Baseball’s economics — particularly the bad local TV contract the Royals willingly entered — are still tilted toward bigger markets, but Glass doesn’t have to take a big loss to build a legitimate contender.
The Royals had baseball’s lowest payroll in 2011, which was the smart baseball play as they fielded 16 rookies. Also, Gil Meche walked away from the last $12 million of his contract.
But the franchise has also made more than $90 million profit since 2006, according to Forbes. Especially with new baseball restrictions on amateur spending, Glass and the Royals have saved more than enough the last few years to extend the payroll to at least $75 million and as much as $80 million.
At that point, it’s on general manager Dayton Moore to make the right decisions. If he doesn’t, Glass should hold him accountable.
If, somehow, this means the Royals operate at a relatively small loss for a few years, well, Glass’ $96 million purchase is now worth an estimated $354 million. His stated goal of breaking even on the team is safe.

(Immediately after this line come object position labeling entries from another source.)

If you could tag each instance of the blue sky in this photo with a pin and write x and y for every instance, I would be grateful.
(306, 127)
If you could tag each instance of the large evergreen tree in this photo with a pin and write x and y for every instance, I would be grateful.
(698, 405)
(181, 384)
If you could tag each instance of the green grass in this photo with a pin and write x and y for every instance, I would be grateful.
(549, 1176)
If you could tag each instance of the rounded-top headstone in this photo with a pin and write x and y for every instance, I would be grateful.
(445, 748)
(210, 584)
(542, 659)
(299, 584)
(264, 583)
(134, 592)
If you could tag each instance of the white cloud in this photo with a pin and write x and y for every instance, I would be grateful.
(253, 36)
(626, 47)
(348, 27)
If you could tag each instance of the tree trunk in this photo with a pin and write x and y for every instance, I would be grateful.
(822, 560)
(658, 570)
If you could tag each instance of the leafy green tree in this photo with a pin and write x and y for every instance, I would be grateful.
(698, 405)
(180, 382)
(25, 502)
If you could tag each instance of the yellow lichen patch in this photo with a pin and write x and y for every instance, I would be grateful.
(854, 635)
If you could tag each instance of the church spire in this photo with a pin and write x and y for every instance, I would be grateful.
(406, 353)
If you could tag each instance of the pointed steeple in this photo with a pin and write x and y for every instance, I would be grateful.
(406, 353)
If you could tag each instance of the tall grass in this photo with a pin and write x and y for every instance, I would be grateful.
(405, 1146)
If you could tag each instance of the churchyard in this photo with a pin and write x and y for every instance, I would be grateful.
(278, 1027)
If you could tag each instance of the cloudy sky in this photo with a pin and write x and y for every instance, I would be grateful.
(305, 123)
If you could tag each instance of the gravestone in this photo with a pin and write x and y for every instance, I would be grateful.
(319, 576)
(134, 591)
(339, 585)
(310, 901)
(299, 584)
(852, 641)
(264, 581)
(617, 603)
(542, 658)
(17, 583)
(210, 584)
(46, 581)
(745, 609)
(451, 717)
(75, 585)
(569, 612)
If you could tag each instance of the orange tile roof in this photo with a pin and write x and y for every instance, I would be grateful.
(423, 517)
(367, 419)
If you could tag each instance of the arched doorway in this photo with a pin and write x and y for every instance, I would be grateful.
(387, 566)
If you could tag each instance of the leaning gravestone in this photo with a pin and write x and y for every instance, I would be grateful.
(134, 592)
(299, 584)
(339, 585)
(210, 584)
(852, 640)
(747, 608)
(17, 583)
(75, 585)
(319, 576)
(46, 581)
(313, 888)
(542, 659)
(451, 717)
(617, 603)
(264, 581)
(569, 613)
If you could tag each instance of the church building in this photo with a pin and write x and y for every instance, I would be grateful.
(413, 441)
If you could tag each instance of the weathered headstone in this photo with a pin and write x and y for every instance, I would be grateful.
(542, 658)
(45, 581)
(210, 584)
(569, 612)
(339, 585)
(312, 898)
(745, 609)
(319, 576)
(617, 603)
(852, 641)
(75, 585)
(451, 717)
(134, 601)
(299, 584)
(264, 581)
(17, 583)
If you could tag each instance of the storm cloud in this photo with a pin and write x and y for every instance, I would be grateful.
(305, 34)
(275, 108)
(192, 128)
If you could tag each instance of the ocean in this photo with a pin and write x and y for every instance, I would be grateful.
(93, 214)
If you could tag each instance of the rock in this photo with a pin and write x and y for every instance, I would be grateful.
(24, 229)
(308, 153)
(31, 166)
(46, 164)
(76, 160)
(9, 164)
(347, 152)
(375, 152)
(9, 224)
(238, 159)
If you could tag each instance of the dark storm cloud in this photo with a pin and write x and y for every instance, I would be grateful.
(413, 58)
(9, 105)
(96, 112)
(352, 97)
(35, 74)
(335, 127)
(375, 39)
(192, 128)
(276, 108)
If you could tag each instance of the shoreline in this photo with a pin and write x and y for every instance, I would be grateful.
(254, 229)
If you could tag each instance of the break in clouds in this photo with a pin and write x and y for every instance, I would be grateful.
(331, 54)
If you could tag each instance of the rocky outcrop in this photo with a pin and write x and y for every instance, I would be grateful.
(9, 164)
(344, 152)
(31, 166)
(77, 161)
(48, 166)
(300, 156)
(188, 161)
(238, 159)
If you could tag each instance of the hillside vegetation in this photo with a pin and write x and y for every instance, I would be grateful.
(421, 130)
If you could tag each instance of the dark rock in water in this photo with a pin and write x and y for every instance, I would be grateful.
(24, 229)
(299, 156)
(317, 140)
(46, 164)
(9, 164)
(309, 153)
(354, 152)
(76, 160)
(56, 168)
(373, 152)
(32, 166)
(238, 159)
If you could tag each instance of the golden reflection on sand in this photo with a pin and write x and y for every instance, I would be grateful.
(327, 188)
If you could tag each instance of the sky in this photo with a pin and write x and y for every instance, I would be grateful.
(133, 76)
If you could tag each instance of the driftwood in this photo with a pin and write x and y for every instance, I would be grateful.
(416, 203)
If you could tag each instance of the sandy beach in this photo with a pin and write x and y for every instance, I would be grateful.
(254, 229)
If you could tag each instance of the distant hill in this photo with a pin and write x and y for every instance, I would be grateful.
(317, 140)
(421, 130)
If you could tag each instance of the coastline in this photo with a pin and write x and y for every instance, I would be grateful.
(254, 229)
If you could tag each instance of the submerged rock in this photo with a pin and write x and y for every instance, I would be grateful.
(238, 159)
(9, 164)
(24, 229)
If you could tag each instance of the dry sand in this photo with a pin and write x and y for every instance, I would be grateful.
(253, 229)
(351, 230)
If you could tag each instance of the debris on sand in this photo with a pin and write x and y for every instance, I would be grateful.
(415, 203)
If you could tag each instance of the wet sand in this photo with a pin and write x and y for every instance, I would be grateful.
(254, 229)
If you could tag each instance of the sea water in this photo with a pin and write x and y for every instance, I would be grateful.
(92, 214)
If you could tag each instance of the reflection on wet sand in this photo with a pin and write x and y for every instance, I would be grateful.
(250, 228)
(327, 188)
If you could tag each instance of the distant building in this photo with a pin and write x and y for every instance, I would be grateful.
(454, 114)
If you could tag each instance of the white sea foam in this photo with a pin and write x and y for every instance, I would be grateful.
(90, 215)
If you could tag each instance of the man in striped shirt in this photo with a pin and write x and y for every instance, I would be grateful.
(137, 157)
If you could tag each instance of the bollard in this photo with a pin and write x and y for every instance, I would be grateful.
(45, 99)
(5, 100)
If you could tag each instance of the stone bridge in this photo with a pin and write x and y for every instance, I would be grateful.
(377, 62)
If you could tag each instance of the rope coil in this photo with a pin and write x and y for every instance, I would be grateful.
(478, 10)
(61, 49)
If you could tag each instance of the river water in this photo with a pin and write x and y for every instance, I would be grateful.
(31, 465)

Nobody expects the Royals to sign Zack Greinke, who might command as much as $150 million as a free agent. But the fact that Glass’ governor on spending has put Anibal Sanchez out of play is silly. That it’s put obstacles in front of acquiring even lesser pitchers is egregious.
But, still, the Royals are apparently up against this made-up spending limit, with Moore saying that any payroll additions will require proportionate subtractions. The payroll for their 25-man roster, as their roster is currently constituted, projects to be $66 million to $67 million. The Royals currently have $50.6 million committed in guaranteed salaries to 10 players on their 40-man roster.
Even on a roster with some fat — the Royals really shouldn’t pay Luke Hochevar $4.4 million, for instance — this is an unnecessary hurdle for a franchise that already has too many of them.
Fans have been patiently waiting for this roster to mature, literally since the day the current stars were drafted or signed. For Glass to stunt that maturation with an artificial spending limit below the line between profit and loss is indefensible.
Teams have won divisions with lower payrolls than what Glass is apparently calling for, of course. But requiring miracles is not a good strategy. The Royals need some help from the man who’s long said he’d provide it.
That man’s credibility is on the line. A fan base waits.